E’ nata la tanto agognata Difesa comune europea. Ma è proprio vero? Partiamo dal dato più ovvio: perché si possa davvero parlare di difesa comune sarebbe utile partire da una politica estera comune, la quale evidentemente non esiste e con buona probabilità non esisterà mai nell’attuale contesto politico.

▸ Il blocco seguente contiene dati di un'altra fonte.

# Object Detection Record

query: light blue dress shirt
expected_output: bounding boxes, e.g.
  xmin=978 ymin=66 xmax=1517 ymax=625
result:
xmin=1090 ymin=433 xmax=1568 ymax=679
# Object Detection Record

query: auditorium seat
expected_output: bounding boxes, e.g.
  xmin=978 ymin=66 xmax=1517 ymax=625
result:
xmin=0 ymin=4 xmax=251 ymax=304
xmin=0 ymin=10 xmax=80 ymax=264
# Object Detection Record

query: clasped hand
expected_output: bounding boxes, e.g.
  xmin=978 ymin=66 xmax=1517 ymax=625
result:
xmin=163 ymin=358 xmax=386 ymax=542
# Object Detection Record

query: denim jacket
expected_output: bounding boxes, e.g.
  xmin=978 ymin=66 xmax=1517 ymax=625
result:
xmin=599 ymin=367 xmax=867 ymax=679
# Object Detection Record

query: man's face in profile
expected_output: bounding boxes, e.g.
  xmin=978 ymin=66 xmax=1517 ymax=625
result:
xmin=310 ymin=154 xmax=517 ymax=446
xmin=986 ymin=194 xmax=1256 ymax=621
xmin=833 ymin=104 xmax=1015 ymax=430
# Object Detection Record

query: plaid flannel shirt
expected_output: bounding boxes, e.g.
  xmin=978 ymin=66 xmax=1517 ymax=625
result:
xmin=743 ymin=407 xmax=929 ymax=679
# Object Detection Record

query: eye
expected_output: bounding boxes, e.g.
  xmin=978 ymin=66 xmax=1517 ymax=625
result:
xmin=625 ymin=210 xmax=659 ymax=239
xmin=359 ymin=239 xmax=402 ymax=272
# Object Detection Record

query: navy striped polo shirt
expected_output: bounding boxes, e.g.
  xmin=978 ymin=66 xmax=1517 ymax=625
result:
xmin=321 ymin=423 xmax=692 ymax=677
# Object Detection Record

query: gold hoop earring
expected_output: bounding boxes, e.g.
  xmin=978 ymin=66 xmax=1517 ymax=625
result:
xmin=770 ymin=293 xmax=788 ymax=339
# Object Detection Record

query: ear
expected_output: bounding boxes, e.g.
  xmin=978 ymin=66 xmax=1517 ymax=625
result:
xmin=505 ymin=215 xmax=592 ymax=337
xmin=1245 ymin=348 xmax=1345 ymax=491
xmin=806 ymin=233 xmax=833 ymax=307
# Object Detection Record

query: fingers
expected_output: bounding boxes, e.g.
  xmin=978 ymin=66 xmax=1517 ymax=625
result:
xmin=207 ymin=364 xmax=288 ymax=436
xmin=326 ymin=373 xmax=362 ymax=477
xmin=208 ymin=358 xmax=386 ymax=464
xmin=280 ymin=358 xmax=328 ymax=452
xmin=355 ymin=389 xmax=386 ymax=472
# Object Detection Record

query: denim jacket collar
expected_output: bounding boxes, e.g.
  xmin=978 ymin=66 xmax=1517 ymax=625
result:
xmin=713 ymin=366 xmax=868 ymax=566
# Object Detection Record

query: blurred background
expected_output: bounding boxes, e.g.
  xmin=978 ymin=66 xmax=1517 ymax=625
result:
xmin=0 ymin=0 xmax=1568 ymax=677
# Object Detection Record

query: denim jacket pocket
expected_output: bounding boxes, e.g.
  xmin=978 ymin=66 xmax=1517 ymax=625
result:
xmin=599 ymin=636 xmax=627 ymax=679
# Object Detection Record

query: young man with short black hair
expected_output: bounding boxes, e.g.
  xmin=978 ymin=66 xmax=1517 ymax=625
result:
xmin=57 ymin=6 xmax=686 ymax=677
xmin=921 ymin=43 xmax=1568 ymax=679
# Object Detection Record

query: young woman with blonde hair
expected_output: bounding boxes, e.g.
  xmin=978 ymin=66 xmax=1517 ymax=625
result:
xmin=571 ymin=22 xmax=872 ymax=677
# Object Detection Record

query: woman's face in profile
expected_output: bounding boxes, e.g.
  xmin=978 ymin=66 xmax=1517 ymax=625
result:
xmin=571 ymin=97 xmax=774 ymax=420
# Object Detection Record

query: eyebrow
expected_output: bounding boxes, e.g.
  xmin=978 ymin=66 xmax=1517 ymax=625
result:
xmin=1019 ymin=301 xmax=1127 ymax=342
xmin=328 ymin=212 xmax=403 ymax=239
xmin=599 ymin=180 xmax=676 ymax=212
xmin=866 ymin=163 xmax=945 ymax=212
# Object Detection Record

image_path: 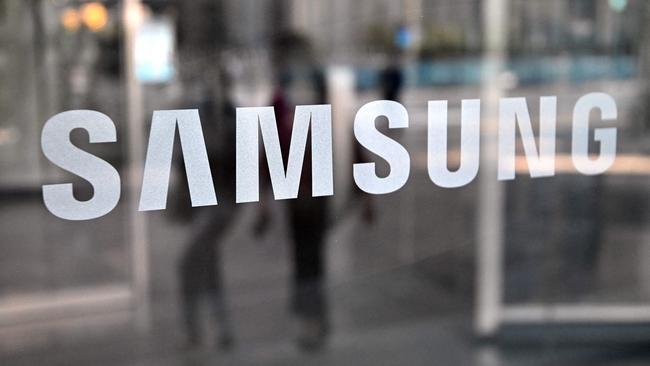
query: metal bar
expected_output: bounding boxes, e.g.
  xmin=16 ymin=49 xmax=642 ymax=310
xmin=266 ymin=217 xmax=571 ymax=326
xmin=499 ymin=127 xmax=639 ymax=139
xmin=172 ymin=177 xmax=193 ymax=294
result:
xmin=500 ymin=304 xmax=650 ymax=324
xmin=0 ymin=284 xmax=132 ymax=327
xmin=122 ymin=0 xmax=149 ymax=329
xmin=474 ymin=0 xmax=507 ymax=337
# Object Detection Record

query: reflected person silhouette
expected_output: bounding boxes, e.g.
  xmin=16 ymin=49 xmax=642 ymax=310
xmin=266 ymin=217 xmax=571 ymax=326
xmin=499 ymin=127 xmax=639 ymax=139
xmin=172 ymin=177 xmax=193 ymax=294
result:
xmin=264 ymin=32 xmax=329 ymax=350
xmin=176 ymin=76 xmax=237 ymax=349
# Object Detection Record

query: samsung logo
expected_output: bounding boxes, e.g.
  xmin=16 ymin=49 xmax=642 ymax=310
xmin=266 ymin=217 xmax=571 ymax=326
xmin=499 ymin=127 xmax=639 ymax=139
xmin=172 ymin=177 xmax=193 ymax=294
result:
xmin=41 ymin=93 xmax=617 ymax=220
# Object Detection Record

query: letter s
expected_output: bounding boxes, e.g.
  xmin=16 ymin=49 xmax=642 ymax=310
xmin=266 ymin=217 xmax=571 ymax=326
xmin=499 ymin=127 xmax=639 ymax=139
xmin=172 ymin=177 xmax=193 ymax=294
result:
xmin=41 ymin=110 xmax=120 ymax=220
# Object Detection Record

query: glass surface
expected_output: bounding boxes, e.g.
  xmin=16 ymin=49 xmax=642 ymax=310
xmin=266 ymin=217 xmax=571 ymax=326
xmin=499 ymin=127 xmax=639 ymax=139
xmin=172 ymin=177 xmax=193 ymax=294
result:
xmin=0 ymin=0 xmax=650 ymax=365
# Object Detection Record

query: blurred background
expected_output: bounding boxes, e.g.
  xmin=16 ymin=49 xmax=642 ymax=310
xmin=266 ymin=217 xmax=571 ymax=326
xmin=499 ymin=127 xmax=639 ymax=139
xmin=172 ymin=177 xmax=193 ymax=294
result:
xmin=0 ymin=0 xmax=650 ymax=365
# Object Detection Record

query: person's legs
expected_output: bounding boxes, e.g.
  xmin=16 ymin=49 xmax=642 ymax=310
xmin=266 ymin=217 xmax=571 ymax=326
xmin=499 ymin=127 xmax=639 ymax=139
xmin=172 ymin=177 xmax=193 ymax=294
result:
xmin=290 ymin=202 xmax=328 ymax=349
xmin=179 ymin=207 xmax=234 ymax=344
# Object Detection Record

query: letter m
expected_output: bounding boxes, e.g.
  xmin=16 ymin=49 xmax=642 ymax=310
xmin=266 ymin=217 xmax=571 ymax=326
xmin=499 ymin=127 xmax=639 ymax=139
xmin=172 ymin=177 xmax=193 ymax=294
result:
xmin=236 ymin=104 xmax=334 ymax=203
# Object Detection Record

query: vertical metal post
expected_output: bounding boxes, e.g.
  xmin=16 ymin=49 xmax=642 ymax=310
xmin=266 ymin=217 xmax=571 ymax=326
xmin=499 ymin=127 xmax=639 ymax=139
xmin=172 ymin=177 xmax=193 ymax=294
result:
xmin=474 ymin=0 xmax=508 ymax=337
xmin=122 ymin=0 xmax=149 ymax=330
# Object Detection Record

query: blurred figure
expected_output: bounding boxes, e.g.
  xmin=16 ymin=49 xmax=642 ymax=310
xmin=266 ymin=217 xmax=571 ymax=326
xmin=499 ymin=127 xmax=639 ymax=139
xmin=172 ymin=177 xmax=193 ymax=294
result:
xmin=175 ymin=67 xmax=237 ymax=349
xmin=380 ymin=51 xmax=404 ymax=101
xmin=272 ymin=32 xmax=329 ymax=350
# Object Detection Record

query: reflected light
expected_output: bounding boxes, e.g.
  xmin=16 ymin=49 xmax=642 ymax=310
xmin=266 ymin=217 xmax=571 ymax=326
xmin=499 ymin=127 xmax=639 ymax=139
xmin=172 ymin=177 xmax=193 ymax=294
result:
xmin=81 ymin=2 xmax=108 ymax=32
xmin=61 ymin=8 xmax=81 ymax=32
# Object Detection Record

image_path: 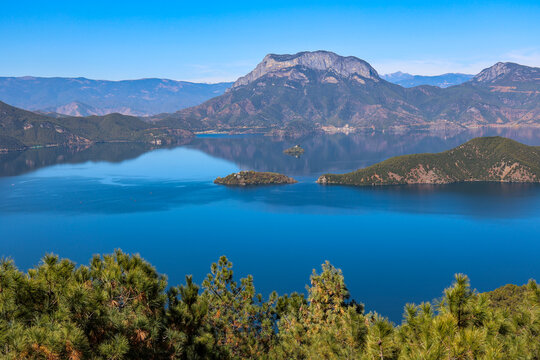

L’Europa è infatti un’aggregazione di Stati che condividono moneta e ideologia neoliberista ma in politica estera ognuno fa per sé.
Ogni Paese ha infatti le sue minime o estese aree di influenza e relativi interessi, spesso in conflitto o in competizione con quelli degli altri, che vengono difese seguendo uno schema neocoloniale.
Ogni Paese poi ha la sua (più o meno) sviluppata industria nazionale degli armamenti e sue proprie direttici di sviluppo dello strumento militare, direttrici che sono strutturalmente legate all’assorbimento della produzione della propria stessa industria.
E’ vero che esistono scampoli di condivisione e coordinamento in alcuni settori strategici come programmi di acquisizione, tecnologie, industrie, esportazioni, ricerca, missioni internazionali. E’ pur vero che l’80% delle acquisizioni e il 90% dei progetti di ricerca si sviluppano su basi saldamente nazionali e che le missioni internazionali di un certo rilievo ossia le guerre di aggressione e le occupazioni di Paesi terzi a cui anche l’Italia ha partecipato e partecipa sono possibili solo nel quadro delle capacità di proiezione messe a disposizione dagli Stati Uniti.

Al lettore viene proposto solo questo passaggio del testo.